Serundeng? This dish sounds pretty random. How did you come up with this?
The existence of serundeng caught me by surprise, but I was glad it found me. I was recently cooking massaman curry based on a recipe from a cookbook. I thought it was unusual that an Indonesian topping would be required for a Thai dish, but I went along with it. As it turned out, the flavor harmonies between the serundeng and the curry were strong. They both use ginger and lemongrass. And the curry features coconut milk, so they also have coconut in common. The serundeng also adds a chewy-crispy texture that went well with the curry, but would also go well with other Southeast Asian dishes.
OK, so it goes with Thai curry. Anything else?
Serundeng is pretty versatile because of its simple flavors and commonalities with other Thai, Malaysian, Indonesian, and even south Indian dishes. I would recommend trying it on Pad Thai, Nasi Lemak, Laksa, and Nasi Goreng.
What should I know before I cook?
The dish uses shredded coconut. You can either use shredded dried coconut or shred a fresh coconut. Fresh will produce more flavorful results, but dried will cook more quickly. Also, keep in mind that it can be a bit of work to open and prepare a fresh coconut.
A spice grinder or mortar and pestle is needed for grinding the coriander seeds. A food processor or large mortar and pestle is needed for turning some of the ingredients into a paste.
The dish uses tamarind paste and lemongrass, which are not especially common but should be available at an Asian grocery store.
The recipe requires bruising the stalk of lemongrass and the piece of ginger. You can do this by placing it on a cutting board and pressing into it with a thick drinking glass or the flat edge of a knife.
Some of the pictures show the lemongrass stalk tied in a knot. The knot-tying was done for aesthetic purposes. You don’t need to tie it.
This recipe was slightly adapted from the one in East Meets Vegan by Sasha Gill.

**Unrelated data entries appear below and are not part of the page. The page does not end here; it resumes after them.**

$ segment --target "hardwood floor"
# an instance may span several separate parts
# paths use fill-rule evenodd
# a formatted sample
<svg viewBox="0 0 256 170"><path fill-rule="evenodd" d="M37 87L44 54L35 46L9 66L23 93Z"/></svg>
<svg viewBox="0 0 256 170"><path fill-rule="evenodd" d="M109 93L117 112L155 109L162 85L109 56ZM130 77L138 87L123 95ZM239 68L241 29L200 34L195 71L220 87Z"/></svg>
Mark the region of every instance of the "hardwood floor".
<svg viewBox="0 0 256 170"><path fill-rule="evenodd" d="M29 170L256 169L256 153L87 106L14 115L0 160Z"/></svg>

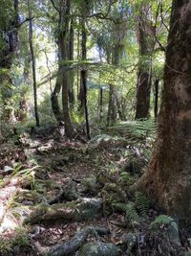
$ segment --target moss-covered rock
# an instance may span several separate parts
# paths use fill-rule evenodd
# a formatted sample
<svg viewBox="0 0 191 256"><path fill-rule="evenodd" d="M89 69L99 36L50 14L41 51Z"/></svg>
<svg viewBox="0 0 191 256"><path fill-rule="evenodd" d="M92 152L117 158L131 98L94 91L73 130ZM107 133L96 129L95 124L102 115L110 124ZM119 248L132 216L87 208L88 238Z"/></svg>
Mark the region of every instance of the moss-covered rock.
<svg viewBox="0 0 191 256"><path fill-rule="evenodd" d="M98 241L86 244L79 256L119 256L120 254L120 249L117 245Z"/></svg>

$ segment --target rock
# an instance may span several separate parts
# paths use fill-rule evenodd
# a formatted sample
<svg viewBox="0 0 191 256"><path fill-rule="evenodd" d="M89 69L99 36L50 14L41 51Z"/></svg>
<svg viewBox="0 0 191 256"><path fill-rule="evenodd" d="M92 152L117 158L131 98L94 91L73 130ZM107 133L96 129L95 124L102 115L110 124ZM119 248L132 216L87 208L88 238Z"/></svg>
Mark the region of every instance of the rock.
<svg viewBox="0 0 191 256"><path fill-rule="evenodd" d="M4 166L3 174L4 175L10 175L12 173L12 171L13 171L12 167L6 165L6 166Z"/></svg>
<svg viewBox="0 0 191 256"><path fill-rule="evenodd" d="M170 239L170 242L173 244L176 244L178 246L181 246L181 242L180 239L180 233L179 233L179 227L175 221L173 221L168 225L168 236Z"/></svg>
<svg viewBox="0 0 191 256"><path fill-rule="evenodd" d="M92 242L83 245L79 256L119 256L121 255L120 249L111 244L102 242Z"/></svg>
<svg viewBox="0 0 191 256"><path fill-rule="evenodd" d="M136 233L125 234L122 238L122 242L127 246L127 253L130 253L133 247L135 247L138 244L138 234Z"/></svg>

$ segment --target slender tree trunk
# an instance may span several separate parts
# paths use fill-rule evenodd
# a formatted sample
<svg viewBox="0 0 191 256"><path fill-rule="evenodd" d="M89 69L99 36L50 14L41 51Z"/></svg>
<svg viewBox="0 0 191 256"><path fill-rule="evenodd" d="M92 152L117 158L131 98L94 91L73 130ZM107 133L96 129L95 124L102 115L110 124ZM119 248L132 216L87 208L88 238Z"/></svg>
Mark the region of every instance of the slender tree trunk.
<svg viewBox="0 0 191 256"><path fill-rule="evenodd" d="M173 1L157 141L138 187L177 217L191 214L191 2Z"/></svg>
<svg viewBox="0 0 191 256"><path fill-rule="evenodd" d="M155 81L155 106L154 106L154 115L155 115L155 120L158 118L158 109L159 109L159 81L157 79Z"/></svg>
<svg viewBox="0 0 191 256"><path fill-rule="evenodd" d="M59 95L61 88L62 88L61 77L62 77L61 64L59 63L55 86L54 86L52 96L51 96L52 109L53 109L53 112L57 122L64 121L63 113L60 109L59 102L58 102L58 95Z"/></svg>
<svg viewBox="0 0 191 256"><path fill-rule="evenodd" d="M103 88L99 88L99 123L101 123L103 118Z"/></svg>
<svg viewBox="0 0 191 256"><path fill-rule="evenodd" d="M82 60L86 60L87 58L87 32L86 32L86 25L85 25L85 18L82 18L81 21L82 25L82 36L81 36L81 58ZM80 108L84 111L85 120L86 120L86 134L87 138L90 139L90 127L89 127L89 120L88 120L88 105L87 105L87 76L88 71L86 68L82 69L80 72Z"/></svg>
<svg viewBox="0 0 191 256"><path fill-rule="evenodd" d="M70 35L69 35L69 59L74 60L74 20L71 20L70 24ZM72 108L74 105L74 70L69 72L69 103Z"/></svg>
<svg viewBox="0 0 191 256"><path fill-rule="evenodd" d="M117 120L116 92L114 85L110 84L107 127L114 125L116 120Z"/></svg>
<svg viewBox="0 0 191 256"><path fill-rule="evenodd" d="M20 28L18 3L18 0L12 1L12 6L11 7L11 9L13 7L14 15L11 13L11 15L12 15L11 18L11 16L8 16L8 19L3 21L6 26L3 26L3 31L1 31L0 33L0 41L3 44L0 54L0 69L3 69L3 72L0 76L0 87L3 87L2 85L6 83L11 83L10 71L11 68L12 60L15 58L18 50L18 30ZM5 116L7 116L8 122L15 121L14 110L10 111L11 109L9 109L9 99L11 99L12 96L12 90L11 88L7 88L6 91L7 95L4 95L1 99L3 113L5 114Z"/></svg>
<svg viewBox="0 0 191 256"><path fill-rule="evenodd" d="M61 56L61 65L62 65L62 106L63 106L63 120L65 122L65 131L68 137L74 137L76 132L74 131L69 111L69 81L68 81L68 74L65 70L68 66L67 61L69 59L69 45L68 45L68 36L69 36L69 23L70 23L70 11L71 11L71 3L70 0L67 0L65 3L64 12L60 12L59 19L59 35L58 35L58 49L60 50ZM64 24L64 28L63 28Z"/></svg>
<svg viewBox="0 0 191 256"><path fill-rule="evenodd" d="M35 57L33 51L33 32L32 32L32 11L30 7L30 0L28 0L29 8L29 40L30 50L32 57L32 80L33 80L33 102L34 102L34 115L36 121L36 127L39 127L39 116L38 116L38 105L37 105L37 84L36 84L36 70L35 70Z"/></svg>
<svg viewBox="0 0 191 256"><path fill-rule="evenodd" d="M119 63L119 45L117 43L114 46L112 53L112 64L118 65ZM108 115L107 115L107 126L112 126L117 120L117 93L114 84L110 84L109 92L109 105L108 105Z"/></svg>
<svg viewBox="0 0 191 256"><path fill-rule="evenodd" d="M139 68L137 88L136 119L148 118L150 108L151 79L148 72Z"/></svg>
<svg viewBox="0 0 191 256"><path fill-rule="evenodd" d="M141 4L138 20L139 61L137 84L136 119L148 118L152 78L152 54L155 45L153 28L148 20L148 5Z"/></svg>

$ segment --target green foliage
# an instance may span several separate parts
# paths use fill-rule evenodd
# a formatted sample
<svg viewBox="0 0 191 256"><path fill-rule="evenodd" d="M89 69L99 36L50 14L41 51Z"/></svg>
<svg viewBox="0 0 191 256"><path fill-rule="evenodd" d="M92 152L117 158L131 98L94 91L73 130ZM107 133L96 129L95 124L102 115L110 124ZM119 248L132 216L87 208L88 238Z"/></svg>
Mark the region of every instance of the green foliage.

If you try this recipe out, let me know! Leave a comment, rate it (once you’ve tried it), and take a picture and tag it @gastroplant on Instagram! I’d love to see what you come up with.

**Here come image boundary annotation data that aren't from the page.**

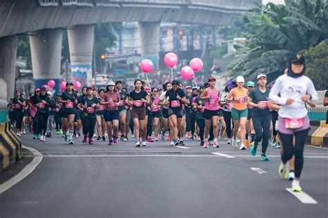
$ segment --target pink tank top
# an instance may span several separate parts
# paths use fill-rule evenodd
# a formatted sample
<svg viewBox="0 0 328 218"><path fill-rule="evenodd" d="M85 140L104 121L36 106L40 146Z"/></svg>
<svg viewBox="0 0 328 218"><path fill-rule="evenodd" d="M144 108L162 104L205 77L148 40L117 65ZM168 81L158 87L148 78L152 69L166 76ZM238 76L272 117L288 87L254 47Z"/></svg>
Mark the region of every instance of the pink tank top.
<svg viewBox="0 0 328 218"><path fill-rule="evenodd" d="M206 89L206 97L210 99L205 101L205 109L209 110L219 110L219 92L215 88L215 92L210 92L210 89Z"/></svg>

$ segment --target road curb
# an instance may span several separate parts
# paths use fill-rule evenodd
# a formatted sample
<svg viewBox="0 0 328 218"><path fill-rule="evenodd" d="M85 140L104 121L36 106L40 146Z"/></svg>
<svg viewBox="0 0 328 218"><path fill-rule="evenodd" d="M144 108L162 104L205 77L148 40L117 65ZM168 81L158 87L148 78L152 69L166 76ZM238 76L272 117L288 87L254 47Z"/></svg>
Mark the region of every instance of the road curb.
<svg viewBox="0 0 328 218"><path fill-rule="evenodd" d="M22 147L30 150L33 154L34 158L17 175L0 185L0 195L28 176L42 161L42 155L37 150L24 146Z"/></svg>

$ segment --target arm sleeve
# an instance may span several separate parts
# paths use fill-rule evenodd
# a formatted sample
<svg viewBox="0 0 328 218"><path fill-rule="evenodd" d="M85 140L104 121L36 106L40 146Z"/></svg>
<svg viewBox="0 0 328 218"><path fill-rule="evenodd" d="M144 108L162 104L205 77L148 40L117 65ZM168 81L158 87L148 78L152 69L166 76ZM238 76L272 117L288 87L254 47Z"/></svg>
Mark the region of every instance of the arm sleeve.
<svg viewBox="0 0 328 218"><path fill-rule="evenodd" d="M270 91L270 94L268 95L268 98L269 99L273 101L275 103L277 104L285 105L286 99L283 99L278 95L282 88L281 81L280 81L281 78L282 77L278 77L278 79L277 79L277 80L275 81L275 83L273 85L273 86L271 88L271 90Z"/></svg>

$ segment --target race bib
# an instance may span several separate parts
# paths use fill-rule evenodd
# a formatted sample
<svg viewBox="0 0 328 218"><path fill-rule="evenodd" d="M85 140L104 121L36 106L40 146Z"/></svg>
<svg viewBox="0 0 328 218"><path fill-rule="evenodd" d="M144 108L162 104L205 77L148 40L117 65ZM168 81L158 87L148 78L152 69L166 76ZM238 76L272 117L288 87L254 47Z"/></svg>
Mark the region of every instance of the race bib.
<svg viewBox="0 0 328 218"><path fill-rule="evenodd" d="M74 107L74 103L73 102L66 102L65 103L66 108L70 109L70 108L73 108L73 107Z"/></svg>
<svg viewBox="0 0 328 218"><path fill-rule="evenodd" d="M143 106L143 101L141 100L134 101L134 106L135 106L136 107L141 107Z"/></svg>
<svg viewBox="0 0 328 218"><path fill-rule="evenodd" d="M171 107L172 108L178 108L180 107L181 103L179 100L174 100L171 101Z"/></svg>
<svg viewBox="0 0 328 218"><path fill-rule="evenodd" d="M303 126L303 119L285 118L284 126L287 129L298 129Z"/></svg>
<svg viewBox="0 0 328 218"><path fill-rule="evenodd" d="M95 112L95 108L93 107L87 107L86 108L86 112L88 114L93 114Z"/></svg>

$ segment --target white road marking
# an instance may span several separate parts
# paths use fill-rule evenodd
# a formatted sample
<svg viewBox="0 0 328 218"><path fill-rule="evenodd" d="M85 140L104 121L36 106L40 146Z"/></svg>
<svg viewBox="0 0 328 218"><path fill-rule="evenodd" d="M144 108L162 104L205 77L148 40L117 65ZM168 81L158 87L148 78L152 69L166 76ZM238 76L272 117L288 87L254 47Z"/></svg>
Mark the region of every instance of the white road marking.
<svg viewBox="0 0 328 218"><path fill-rule="evenodd" d="M190 148L189 147L185 147L185 146L175 146L176 148L184 148L184 149L188 149Z"/></svg>
<svg viewBox="0 0 328 218"><path fill-rule="evenodd" d="M33 154L34 158L32 161L26 165L17 175L0 185L0 194L6 192L29 175L42 160L42 155L37 150L24 146L21 146L21 147L29 150Z"/></svg>
<svg viewBox="0 0 328 218"><path fill-rule="evenodd" d="M250 170L252 170L253 171L255 171L255 172L257 172L258 174L268 173L268 172L266 172L266 171L265 171L265 170L263 170L261 169L261 168L256 168L256 167L251 167L251 168L250 168Z"/></svg>
<svg viewBox="0 0 328 218"><path fill-rule="evenodd" d="M304 192L293 192L291 188L286 188L286 190L291 195L296 197L303 204L317 204L318 202L313 199L310 195L307 195Z"/></svg>
<svg viewBox="0 0 328 218"><path fill-rule="evenodd" d="M235 158L235 157L233 157L233 156L226 155L226 154L222 154L222 153L219 153L219 152L212 152L212 154L215 155L222 156L222 157L226 157L226 158Z"/></svg>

Serundeng - Indonesian Coconut Topping
- 1 teaspoon coriander seeds
- 5 shallots roughly chopped
- 2 cloves garlic roughly chopped
- 1 teaspoon tamarind paste
- 2 1/2 Tablespoons palm sugar or brown sugar
- 1/2 teaspoon salt
- 1 cup shredded fresh coconut
- 1 inch ginger bruised
- 1 stalk lemongrass bruised
- Grind the coriander seeds into powder using a spice grinder or mortar and pestle.

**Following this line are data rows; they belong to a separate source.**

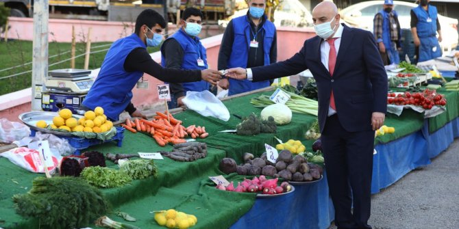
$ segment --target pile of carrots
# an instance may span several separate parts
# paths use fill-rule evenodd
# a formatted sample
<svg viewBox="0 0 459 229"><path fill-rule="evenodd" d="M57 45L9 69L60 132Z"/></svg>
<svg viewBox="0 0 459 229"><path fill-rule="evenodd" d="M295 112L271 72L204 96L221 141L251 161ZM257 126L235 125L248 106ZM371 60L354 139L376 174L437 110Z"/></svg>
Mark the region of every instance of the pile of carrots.
<svg viewBox="0 0 459 229"><path fill-rule="evenodd" d="M126 124L121 126L132 132L144 132L151 135L158 145L164 146L168 143L173 144L186 142L185 137L193 139L205 138L209 135L204 126L191 125L185 127L182 122L175 119L171 113L156 112L156 116L151 121L145 119L126 119Z"/></svg>

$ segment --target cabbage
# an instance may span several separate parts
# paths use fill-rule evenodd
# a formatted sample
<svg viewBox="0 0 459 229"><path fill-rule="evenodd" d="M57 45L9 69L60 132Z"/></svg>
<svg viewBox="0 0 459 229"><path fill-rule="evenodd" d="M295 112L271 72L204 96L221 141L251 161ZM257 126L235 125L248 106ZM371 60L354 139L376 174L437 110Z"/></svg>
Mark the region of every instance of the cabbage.
<svg viewBox="0 0 459 229"><path fill-rule="evenodd" d="M260 116L263 120L267 120L269 116L273 116L275 124L284 125L292 120L292 110L285 105L273 104L264 107Z"/></svg>

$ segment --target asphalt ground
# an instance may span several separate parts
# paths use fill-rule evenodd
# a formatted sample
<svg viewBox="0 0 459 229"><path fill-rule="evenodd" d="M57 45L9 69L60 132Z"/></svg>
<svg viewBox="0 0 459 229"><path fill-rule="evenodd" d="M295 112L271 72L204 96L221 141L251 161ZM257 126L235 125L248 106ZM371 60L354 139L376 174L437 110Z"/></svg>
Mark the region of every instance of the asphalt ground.
<svg viewBox="0 0 459 229"><path fill-rule="evenodd" d="M430 165L373 195L369 224L373 229L459 228L459 139Z"/></svg>

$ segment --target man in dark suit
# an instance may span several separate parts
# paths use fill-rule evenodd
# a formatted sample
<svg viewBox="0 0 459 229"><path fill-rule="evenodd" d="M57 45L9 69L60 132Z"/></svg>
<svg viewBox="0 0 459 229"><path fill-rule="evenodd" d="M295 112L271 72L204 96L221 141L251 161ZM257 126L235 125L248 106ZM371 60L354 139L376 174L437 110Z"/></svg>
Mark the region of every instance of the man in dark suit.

- Combine the ground coriander, shallots, garlic, tamarind paste, sugar, and salt in a food processor (or large mortar). Grind until it forms a consistent paste.
- Scrape the paste into a large nonstick skillet and add the shredded coconut. Heat skillet over medium heat, stirring frequently to mix thoroughly and prevent scorching.
- When the skillet and its contents are hot, add the ginger and lemongrass and stir well. Continue stirring and cooking until the coconut is well browned and the mixture becomes dry. This can take as long as 20 minutes. It will take less time if you are using dried coconut instead of fresh.